The kid was exactly like any other 15 year old you’ve met: he’d rather be somewhere else with his friends. He made this known in just about every response he had for his dad… which was usually, “I don’t know,” or some other mumbled indifference.
Suffice it to say, it made for a long 9 holes (this dad rarely gets in a full 18). But, somewhere between hole 5 and 7 I had an epiphany.
The Story Is Always The Same
This father/son relationship looked just like the one I had with my dad when I was 15. It felt so predictable and mundane, like there was no chance either of them was going to be surprised by anything in their time together, like the dad was always going to know what’s best, and the kid was always going to push the limits, and that’s how it was going to be… forever.
I mean, this is exactly what every movie about adolescence starts with: the disconnect between a 15 year old and his father. The kid doesn’t want to take any advice or well-meaning insights from the dad, and the dad is always going to be frustrated by the kid’s stubbornness.

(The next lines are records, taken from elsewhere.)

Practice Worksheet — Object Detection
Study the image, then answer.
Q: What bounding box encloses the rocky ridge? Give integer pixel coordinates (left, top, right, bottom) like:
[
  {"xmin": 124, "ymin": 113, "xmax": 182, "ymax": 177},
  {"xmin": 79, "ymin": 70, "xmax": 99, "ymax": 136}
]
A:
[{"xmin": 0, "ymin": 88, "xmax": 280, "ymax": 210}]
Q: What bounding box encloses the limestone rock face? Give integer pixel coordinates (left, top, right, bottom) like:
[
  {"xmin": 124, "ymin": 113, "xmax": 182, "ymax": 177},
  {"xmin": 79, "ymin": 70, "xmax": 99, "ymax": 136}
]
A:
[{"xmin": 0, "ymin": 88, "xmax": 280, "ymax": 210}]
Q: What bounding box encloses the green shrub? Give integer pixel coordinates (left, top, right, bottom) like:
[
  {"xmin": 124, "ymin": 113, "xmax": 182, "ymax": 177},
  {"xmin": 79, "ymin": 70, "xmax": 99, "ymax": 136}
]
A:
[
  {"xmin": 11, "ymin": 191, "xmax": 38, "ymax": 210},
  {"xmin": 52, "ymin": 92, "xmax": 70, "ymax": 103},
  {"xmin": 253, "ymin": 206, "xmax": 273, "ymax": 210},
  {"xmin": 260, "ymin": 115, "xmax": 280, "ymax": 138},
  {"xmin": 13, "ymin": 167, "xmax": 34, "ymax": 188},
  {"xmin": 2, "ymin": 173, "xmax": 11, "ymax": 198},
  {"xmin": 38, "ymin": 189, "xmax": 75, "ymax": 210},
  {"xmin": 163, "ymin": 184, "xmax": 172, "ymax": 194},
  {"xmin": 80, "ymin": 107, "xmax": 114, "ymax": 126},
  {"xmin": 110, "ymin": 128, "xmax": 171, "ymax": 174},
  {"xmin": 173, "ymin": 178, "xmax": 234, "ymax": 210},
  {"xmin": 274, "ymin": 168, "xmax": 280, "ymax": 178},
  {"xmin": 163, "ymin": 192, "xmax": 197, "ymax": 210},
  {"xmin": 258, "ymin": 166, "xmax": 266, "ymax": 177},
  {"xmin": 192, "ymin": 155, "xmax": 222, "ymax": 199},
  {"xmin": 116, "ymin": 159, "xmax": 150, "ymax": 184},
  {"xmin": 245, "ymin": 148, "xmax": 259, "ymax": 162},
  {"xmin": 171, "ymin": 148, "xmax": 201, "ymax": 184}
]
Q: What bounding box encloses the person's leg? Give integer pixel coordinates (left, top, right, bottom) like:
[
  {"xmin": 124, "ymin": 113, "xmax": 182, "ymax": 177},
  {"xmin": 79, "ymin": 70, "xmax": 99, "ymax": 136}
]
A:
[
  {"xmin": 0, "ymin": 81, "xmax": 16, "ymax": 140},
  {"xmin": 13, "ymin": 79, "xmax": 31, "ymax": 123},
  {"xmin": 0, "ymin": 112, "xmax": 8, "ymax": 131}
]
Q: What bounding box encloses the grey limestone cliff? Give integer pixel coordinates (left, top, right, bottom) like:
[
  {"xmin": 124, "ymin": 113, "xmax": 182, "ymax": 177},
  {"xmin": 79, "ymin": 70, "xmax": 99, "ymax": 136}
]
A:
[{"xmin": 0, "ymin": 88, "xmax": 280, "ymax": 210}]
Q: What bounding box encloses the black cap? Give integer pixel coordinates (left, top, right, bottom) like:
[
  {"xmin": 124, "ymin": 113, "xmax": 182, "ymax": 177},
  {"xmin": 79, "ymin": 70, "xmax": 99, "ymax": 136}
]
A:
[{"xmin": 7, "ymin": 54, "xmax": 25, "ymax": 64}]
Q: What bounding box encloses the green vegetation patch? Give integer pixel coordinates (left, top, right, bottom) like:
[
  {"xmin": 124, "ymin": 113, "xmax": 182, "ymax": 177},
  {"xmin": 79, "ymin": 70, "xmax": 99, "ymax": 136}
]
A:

You know this situation… If you’re a dad or a son, you know what this is like.
I think it’s because us dads don’t know how to get down off our wisdom and experience and be with our kids having an eye-to-eye conversation.
Just about all the conversations I had with my dad at this time of life felt like he was looking down at me telling me what I should be doing. And he didn’t mean to come off that way. He just wasn’t good at getting down on the ground with me.

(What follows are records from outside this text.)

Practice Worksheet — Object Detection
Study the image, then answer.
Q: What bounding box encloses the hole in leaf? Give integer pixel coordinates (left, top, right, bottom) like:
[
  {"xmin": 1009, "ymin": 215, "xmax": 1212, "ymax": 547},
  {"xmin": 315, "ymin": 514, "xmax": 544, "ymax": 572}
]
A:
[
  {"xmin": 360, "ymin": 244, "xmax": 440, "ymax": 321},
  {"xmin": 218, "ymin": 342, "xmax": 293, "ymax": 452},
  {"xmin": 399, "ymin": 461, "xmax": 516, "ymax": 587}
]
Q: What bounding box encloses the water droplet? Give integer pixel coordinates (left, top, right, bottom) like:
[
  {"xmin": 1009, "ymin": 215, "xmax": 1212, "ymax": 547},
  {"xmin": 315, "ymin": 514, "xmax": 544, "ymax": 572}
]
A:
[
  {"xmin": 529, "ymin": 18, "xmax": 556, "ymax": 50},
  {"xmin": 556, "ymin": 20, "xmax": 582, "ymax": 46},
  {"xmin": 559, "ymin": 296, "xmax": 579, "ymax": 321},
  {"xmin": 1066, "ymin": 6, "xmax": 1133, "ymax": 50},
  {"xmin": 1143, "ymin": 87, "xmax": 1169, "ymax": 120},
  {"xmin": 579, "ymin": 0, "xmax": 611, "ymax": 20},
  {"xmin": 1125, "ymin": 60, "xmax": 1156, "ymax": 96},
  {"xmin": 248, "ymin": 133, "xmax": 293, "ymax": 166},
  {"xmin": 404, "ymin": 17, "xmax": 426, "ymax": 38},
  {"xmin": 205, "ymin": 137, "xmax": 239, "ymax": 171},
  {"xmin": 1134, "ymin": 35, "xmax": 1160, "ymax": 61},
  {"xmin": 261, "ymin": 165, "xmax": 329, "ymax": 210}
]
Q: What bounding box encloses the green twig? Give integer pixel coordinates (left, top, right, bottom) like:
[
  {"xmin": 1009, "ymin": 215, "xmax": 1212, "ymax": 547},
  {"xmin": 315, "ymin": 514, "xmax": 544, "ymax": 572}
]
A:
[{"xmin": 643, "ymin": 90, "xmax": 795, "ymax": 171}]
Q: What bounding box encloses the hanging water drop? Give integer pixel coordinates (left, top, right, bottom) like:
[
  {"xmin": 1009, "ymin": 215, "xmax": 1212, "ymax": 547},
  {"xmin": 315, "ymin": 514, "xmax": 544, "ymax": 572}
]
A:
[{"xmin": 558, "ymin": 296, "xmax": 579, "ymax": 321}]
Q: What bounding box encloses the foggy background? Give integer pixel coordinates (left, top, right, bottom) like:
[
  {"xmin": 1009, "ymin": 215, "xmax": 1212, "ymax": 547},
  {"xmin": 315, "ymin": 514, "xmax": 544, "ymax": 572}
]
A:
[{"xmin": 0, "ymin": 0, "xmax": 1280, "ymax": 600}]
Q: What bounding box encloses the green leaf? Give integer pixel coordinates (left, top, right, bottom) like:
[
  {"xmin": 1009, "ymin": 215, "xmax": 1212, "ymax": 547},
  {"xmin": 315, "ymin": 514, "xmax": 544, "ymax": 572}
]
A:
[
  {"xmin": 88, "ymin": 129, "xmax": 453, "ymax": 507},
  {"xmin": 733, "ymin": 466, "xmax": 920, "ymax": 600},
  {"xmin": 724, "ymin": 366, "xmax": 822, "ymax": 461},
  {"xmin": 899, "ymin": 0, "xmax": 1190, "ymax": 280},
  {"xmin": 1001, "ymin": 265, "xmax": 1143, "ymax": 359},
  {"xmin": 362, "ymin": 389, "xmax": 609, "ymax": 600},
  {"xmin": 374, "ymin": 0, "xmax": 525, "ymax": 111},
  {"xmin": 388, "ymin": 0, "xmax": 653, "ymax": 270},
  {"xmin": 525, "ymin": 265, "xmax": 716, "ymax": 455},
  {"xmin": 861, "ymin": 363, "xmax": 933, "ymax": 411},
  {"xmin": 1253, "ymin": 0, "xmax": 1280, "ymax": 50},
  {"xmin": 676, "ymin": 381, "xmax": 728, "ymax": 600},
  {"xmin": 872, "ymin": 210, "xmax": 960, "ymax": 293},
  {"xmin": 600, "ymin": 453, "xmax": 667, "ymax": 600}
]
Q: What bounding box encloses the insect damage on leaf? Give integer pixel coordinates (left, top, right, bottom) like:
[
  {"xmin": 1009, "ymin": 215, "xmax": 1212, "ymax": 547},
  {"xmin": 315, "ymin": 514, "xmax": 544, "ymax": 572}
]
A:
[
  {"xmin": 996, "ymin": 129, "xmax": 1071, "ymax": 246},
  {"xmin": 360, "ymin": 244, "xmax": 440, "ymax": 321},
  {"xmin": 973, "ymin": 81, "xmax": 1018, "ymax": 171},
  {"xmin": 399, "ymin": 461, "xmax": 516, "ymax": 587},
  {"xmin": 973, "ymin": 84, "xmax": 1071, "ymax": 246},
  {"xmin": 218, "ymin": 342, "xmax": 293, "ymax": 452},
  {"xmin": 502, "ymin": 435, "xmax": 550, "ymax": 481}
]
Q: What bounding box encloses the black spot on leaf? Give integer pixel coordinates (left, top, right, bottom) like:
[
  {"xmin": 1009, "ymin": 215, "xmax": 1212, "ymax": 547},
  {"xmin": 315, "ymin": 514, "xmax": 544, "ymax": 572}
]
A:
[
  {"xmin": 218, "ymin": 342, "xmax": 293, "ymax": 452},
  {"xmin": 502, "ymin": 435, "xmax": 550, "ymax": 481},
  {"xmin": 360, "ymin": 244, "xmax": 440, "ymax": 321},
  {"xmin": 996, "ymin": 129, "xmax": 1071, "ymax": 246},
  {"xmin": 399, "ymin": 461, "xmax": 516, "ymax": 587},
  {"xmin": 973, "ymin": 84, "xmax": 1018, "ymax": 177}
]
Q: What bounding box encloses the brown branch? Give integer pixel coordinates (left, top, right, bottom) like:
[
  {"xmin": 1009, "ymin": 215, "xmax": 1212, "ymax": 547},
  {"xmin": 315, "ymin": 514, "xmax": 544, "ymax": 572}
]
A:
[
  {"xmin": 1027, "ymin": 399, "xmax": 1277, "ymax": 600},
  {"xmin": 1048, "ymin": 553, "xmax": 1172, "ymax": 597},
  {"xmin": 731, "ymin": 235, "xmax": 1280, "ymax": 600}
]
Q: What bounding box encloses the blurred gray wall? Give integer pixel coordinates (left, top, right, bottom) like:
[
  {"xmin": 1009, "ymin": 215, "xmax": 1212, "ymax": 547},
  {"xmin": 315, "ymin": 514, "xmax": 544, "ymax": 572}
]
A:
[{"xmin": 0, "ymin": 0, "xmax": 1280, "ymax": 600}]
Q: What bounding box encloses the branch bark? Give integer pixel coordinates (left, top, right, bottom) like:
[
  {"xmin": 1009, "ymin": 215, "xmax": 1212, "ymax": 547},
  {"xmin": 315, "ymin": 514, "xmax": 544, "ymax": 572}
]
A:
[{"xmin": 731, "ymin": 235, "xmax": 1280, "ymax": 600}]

But we can lose our kids here. If it’s non-stop top down communication, dads looking down at kids telling them how to do things, you will absolutely alienate your child from you. As dads we’ve got to break that mold, we’ve got to touch base with our kids.

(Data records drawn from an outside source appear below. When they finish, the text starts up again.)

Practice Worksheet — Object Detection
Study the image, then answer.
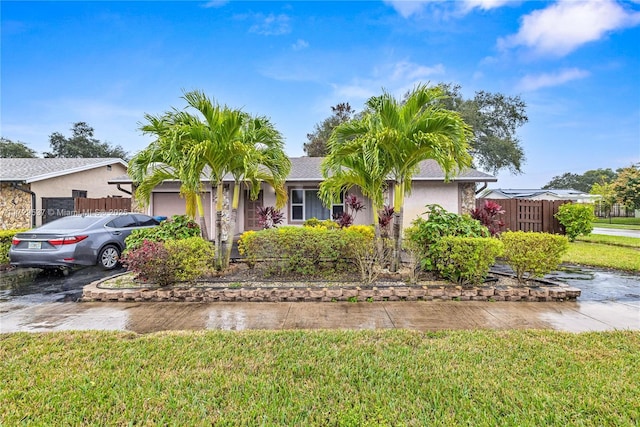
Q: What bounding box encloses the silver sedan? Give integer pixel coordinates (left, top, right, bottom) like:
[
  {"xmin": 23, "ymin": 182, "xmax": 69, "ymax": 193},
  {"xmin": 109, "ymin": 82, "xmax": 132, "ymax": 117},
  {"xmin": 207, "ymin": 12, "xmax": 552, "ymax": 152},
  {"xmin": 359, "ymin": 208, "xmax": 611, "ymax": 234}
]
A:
[{"xmin": 9, "ymin": 213, "xmax": 159, "ymax": 270}]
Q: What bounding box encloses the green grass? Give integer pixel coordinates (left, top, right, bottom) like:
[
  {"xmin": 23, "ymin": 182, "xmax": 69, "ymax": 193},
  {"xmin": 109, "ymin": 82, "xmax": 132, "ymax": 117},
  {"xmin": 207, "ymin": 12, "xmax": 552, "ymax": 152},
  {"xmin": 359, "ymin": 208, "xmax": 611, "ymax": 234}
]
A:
[
  {"xmin": 562, "ymin": 239, "xmax": 640, "ymax": 271},
  {"xmin": 0, "ymin": 330, "xmax": 640, "ymax": 426},
  {"xmin": 576, "ymin": 234, "xmax": 640, "ymax": 248},
  {"xmin": 593, "ymin": 217, "xmax": 640, "ymax": 230}
]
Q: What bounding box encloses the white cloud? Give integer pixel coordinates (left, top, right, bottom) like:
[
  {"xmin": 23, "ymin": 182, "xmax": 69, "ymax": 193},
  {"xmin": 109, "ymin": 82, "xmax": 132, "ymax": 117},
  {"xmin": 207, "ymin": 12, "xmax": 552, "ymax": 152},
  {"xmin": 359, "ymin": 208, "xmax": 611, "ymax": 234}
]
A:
[
  {"xmin": 384, "ymin": 0, "xmax": 514, "ymax": 18},
  {"xmin": 518, "ymin": 68, "xmax": 589, "ymax": 92},
  {"xmin": 202, "ymin": 0, "xmax": 229, "ymax": 8},
  {"xmin": 291, "ymin": 39, "xmax": 309, "ymax": 50},
  {"xmin": 498, "ymin": 0, "xmax": 640, "ymax": 56},
  {"xmin": 390, "ymin": 61, "xmax": 444, "ymax": 81},
  {"xmin": 462, "ymin": 0, "xmax": 514, "ymax": 12},
  {"xmin": 249, "ymin": 13, "xmax": 291, "ymax": 36},
  {"xmin": 332, "ymin": 61, "xmax": 445, "ymax": 105},
  {"xmin": 384, "ymin": 0, "xmax": 430, "ymax": 18}
]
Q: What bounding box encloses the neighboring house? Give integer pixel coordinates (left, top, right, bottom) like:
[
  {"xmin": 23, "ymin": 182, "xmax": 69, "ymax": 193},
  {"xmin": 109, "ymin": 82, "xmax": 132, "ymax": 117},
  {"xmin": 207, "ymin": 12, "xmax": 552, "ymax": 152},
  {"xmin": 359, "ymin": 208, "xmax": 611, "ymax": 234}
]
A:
[
  {"xmin": 478, "ymin": 188, "xmax": 597, "ymax": 203},
  {"xmin": 109, "ymin": 157, "xmax": 496, "ymax": 236},
  {"xmin": 0, "ymin": 158, "xmax": 130, "ymax": 230}
]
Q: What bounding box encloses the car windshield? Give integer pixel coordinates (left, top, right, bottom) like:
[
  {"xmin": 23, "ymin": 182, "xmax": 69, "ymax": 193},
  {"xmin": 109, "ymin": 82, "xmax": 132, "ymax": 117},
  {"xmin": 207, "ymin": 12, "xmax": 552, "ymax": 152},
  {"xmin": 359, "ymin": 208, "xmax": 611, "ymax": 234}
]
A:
[{"xmin": 38, "ymin": 216, "xmax": 102, "ymax": 230}]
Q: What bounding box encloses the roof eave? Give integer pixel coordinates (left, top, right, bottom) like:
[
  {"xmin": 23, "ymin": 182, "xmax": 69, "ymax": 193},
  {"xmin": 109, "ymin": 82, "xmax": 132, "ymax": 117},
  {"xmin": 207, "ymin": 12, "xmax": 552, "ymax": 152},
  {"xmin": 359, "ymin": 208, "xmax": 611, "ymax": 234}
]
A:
[{"xmin": 23, "ymin": 159, "xmax": 129, "ymax": 184}]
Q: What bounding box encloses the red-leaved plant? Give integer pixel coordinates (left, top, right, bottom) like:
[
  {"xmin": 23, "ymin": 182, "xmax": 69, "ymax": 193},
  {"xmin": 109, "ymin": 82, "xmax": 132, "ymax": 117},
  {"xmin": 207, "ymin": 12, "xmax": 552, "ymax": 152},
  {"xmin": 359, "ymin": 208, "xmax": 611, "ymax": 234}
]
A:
[
  {"xmin": 256, "ymin": 206, "xmax": 284, "ymax": 229},
  {"xmin": 471, "ymin": 200, "xmax": 505, "ymax": 236},
  {"xmin": 378, "ymin": 205, "xmax": 394, "ymax": 237},
  {"xmin": 333, "ymin": 194, "xmax": 365, "ymax": 228},
  {"xmin": 122, "ymin": 239, "xmax": 178, "ymax": 286}
]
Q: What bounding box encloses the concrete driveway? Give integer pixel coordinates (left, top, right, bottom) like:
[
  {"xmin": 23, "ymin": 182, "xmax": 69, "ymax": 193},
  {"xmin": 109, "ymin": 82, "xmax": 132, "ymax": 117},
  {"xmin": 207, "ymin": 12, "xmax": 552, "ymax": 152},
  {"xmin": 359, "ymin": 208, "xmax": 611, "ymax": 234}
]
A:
[
  {"xmin": 0, "ymin": 269, "xmax": 640, "ymax": 333},
  {"xmin": 591, "ymin": 228, "xmax": 640, "ymax": 239}
]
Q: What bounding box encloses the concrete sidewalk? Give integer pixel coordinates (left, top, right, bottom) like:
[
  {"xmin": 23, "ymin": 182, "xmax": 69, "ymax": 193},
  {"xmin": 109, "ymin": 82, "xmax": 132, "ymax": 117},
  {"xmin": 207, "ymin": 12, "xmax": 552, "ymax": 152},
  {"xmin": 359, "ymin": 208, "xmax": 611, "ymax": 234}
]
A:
[{"xmin": 0, "ymin": 301, "xmax": 640, "ymax": 333}]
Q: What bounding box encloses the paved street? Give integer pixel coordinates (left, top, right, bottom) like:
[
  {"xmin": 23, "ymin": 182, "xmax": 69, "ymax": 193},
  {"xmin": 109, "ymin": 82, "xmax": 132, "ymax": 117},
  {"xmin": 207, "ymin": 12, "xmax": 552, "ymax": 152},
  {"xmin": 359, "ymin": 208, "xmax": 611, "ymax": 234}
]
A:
[
  {"xmin": 0, "ymin": 268, "xmax": 640, "ymax": 333},
  {"xmin": 592, "ymin": 227, "xmax": 640, "ymax": 239}
]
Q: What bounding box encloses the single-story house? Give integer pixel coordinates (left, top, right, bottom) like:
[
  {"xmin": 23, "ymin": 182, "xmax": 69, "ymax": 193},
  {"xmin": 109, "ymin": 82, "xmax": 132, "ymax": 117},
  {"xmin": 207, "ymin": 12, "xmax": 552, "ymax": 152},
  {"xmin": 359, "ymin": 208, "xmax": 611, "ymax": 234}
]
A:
[
  {"xmin": 0, "ymin": 158, "xmax": 131, "ymax": 230},
  {"xmin": 478, "ymin": 188, "xmax": 597, "ymax": 203},
  {"xmin": 109, "ymin": 157, "xmax": 497, "ymax": 241}
]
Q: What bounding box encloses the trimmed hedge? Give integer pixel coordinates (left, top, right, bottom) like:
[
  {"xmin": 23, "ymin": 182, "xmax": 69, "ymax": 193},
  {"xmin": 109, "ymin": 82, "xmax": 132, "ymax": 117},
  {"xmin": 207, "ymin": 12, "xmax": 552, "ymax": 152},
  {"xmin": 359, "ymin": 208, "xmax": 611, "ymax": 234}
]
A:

So, how do we do that? How do we break out of the top down communication and open up an eye-to-eye kind of talk? Here’s how: curiosity.
I know, it sounds stupid, juvenile, like some Peter Pan type of thing. But it’s not.
You want to know what the dad never did during that golf game? He never once asked an honest question of his son. He always gave him advice on his swing, or said something like, “Andy likes soccer, don’t you, Andy.” But he never once asked something like, “what are the bands you’re listening to nowadays?”
How To Curiosity
Listen, it’s a simple thing, curiosity. It’s a behavior you can put on.
Curiosity almost always comes in the form of questions. “What are the kids listening to these days?” “Do you even like being on the golf team?” Or, my favorite starter: “so, what are you geeking out about right now?”
In fact, true story: I asked the kid that question on the golf course and his face immediately transformed as he pondered the answer; he literally looked totally different. It was the first real life I saw in the kid as he started to tell me about the guitar he’s putting together. He buys the pieces, puts them together, does the electronics, etc… he loves it.
The difference between the mundane, predictable and the engaged, eye-to-eye conversation was like night and day. It totally struck me.
So, curiosity often comes in the form of a question, but not always. One day I was stuck at home with my 8 month old Aiden when I, for the first time, got down on my knees with him and followed him around. He was great at crawling and he would bulldog around the couch and turn around to see if I was following him. When he saw me, he flipped out and barked a laugh and kept crawling.
We did this for about 5 minutes. That’s it. That’s all my knees could take! But it was cool… I felt engaged with my son, like it was give and take and he understood it; totally different than me dragging my feet around the house waiting for nap time.
… All because I got down on my knees and crawled around like him. Curiosity.
By the time the golf game was over, I had a new goal for my life as a dad. For me, pretty much the best dream I can dream is this: when my son is 15 I can ask him, “so, what are you geeking out about right now?” and he simply looks up into the corner of his eyes to think about answering the question sincerely.
That’s it… I don’t really care about the answer, just the act of him receiving my question as a real question, a sincere, curious inquiry and not some excuse to push some advice on him… that would be enough for me to realize I haven’t mucked this whole thing up.
So try to bring a little curiosity into your world today. Get down on your knees with your kids. Get into your wives shoes (don’t stay there too long, though… that could get dangerous).